The CBN's high Cash Reserve Ratio adds another squeeze. Banks must hold a significant chunk of deposits with the apex bank, leaving less available for loans. Every rule designed to strengthen the banking system ends up making credit scarcer.
SMEs take the worst hit. These firms employ millions of Nigerians and drive much of the economy's activity. Yet they receive barely one per cent of formal bank lending. Compare that to sub-Saharan Africa's average of five per cent and the gap widens. Nigeria's SMEs face a financing gap of about N48 trillion, according to industry estimates. Thousands of businesses cannot expand, cannot modernise, cannot grow.
The recapitalisation exercise was supposed to change things.

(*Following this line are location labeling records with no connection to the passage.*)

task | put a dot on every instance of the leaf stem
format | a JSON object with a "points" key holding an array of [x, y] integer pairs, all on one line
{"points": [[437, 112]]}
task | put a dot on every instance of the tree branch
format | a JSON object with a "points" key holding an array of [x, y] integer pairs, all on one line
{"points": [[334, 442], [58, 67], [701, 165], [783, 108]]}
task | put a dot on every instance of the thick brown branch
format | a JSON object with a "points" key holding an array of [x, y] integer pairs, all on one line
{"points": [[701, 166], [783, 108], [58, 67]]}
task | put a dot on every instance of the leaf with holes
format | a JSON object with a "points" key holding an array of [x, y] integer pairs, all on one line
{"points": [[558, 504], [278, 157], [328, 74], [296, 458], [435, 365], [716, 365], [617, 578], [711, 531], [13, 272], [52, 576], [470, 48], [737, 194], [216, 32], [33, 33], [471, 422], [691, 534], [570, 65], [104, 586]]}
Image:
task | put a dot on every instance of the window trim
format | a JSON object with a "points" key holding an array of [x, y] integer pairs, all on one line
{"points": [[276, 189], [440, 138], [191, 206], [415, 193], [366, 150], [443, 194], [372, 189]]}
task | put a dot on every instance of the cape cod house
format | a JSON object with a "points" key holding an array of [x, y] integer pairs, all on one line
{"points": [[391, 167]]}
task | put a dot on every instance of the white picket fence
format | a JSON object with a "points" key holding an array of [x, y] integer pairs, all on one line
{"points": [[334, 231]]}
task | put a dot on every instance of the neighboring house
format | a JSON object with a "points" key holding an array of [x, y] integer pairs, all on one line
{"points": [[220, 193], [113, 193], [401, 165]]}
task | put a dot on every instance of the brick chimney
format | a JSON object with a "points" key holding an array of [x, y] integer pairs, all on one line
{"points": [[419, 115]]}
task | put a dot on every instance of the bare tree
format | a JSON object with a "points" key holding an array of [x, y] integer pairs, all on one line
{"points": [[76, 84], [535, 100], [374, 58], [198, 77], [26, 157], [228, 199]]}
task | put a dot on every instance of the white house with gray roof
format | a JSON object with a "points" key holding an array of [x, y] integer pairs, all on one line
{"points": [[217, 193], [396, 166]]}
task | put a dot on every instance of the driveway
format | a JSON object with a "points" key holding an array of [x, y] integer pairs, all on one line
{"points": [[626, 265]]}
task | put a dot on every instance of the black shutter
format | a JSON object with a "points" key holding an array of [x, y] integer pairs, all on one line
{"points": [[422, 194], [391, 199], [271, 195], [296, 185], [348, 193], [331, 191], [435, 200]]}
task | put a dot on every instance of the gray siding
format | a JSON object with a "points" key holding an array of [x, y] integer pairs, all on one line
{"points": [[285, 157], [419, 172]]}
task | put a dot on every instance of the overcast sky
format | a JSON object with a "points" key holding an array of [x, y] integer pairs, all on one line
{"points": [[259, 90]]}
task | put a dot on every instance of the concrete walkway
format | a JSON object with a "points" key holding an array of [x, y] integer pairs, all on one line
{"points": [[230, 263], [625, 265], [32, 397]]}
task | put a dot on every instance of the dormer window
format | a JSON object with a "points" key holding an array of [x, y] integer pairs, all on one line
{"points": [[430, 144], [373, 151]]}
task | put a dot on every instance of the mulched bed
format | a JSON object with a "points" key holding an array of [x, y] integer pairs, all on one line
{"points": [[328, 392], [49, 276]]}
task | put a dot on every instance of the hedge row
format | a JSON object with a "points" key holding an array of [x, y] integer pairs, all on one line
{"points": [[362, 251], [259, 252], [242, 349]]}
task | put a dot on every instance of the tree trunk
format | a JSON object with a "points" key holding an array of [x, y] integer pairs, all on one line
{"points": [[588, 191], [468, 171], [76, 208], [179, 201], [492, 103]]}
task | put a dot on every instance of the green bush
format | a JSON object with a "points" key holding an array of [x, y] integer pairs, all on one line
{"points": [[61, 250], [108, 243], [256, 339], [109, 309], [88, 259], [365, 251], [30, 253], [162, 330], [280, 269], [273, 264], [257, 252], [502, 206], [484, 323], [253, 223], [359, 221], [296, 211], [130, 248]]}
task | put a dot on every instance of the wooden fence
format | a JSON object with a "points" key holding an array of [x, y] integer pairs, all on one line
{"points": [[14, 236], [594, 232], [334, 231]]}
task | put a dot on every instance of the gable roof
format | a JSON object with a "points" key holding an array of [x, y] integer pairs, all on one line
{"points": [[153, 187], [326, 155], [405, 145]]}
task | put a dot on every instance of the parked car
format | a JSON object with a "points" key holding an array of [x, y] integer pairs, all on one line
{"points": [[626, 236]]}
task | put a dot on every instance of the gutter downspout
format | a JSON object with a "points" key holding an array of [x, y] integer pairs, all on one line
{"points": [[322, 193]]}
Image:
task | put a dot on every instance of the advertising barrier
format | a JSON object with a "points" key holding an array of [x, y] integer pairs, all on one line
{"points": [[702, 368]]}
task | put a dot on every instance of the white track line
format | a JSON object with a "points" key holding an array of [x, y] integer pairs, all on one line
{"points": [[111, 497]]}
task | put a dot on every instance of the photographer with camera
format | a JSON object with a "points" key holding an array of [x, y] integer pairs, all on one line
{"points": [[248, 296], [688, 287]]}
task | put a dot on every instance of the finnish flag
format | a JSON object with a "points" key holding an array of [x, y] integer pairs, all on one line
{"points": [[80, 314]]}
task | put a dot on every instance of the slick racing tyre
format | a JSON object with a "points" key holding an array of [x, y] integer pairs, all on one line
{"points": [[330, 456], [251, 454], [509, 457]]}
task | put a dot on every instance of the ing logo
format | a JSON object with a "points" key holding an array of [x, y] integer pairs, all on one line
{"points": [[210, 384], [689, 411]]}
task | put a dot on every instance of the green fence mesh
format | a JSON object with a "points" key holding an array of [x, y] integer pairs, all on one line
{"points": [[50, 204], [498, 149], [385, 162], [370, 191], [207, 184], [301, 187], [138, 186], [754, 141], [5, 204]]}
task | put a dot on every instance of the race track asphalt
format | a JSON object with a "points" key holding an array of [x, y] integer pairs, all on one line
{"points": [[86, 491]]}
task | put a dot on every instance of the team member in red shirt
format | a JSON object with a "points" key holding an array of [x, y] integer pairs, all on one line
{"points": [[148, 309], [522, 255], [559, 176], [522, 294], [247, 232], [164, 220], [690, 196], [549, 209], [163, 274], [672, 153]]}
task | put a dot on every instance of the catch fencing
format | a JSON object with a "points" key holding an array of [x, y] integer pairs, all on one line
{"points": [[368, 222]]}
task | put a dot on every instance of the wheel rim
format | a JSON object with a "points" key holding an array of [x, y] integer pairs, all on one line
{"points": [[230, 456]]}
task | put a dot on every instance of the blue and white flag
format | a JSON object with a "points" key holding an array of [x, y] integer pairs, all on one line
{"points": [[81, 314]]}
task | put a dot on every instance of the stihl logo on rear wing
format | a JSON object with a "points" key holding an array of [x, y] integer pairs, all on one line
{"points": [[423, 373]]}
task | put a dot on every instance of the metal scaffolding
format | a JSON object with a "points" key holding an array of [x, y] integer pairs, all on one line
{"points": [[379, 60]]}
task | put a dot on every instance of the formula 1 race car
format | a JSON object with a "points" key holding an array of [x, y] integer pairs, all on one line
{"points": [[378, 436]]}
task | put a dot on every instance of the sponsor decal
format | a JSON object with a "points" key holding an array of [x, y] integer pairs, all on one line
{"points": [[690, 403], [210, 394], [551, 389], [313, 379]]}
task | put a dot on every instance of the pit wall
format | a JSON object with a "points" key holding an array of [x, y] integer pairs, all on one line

Banks raised huge sums, supposedly to lend. Yet the money has not reached the businesses that need it. Strong bank balance sheets have not translated into stronger credit flows. The sector looks healthy on paper while the real economy gasps.
The CBN and the federal government must now decide whether to force banks to lend more, reduce interest rates further, or restructure how credit reaches SMEs. Without action, fresh bank capital will remain locked away, and Nigeria's growth will stay constrained.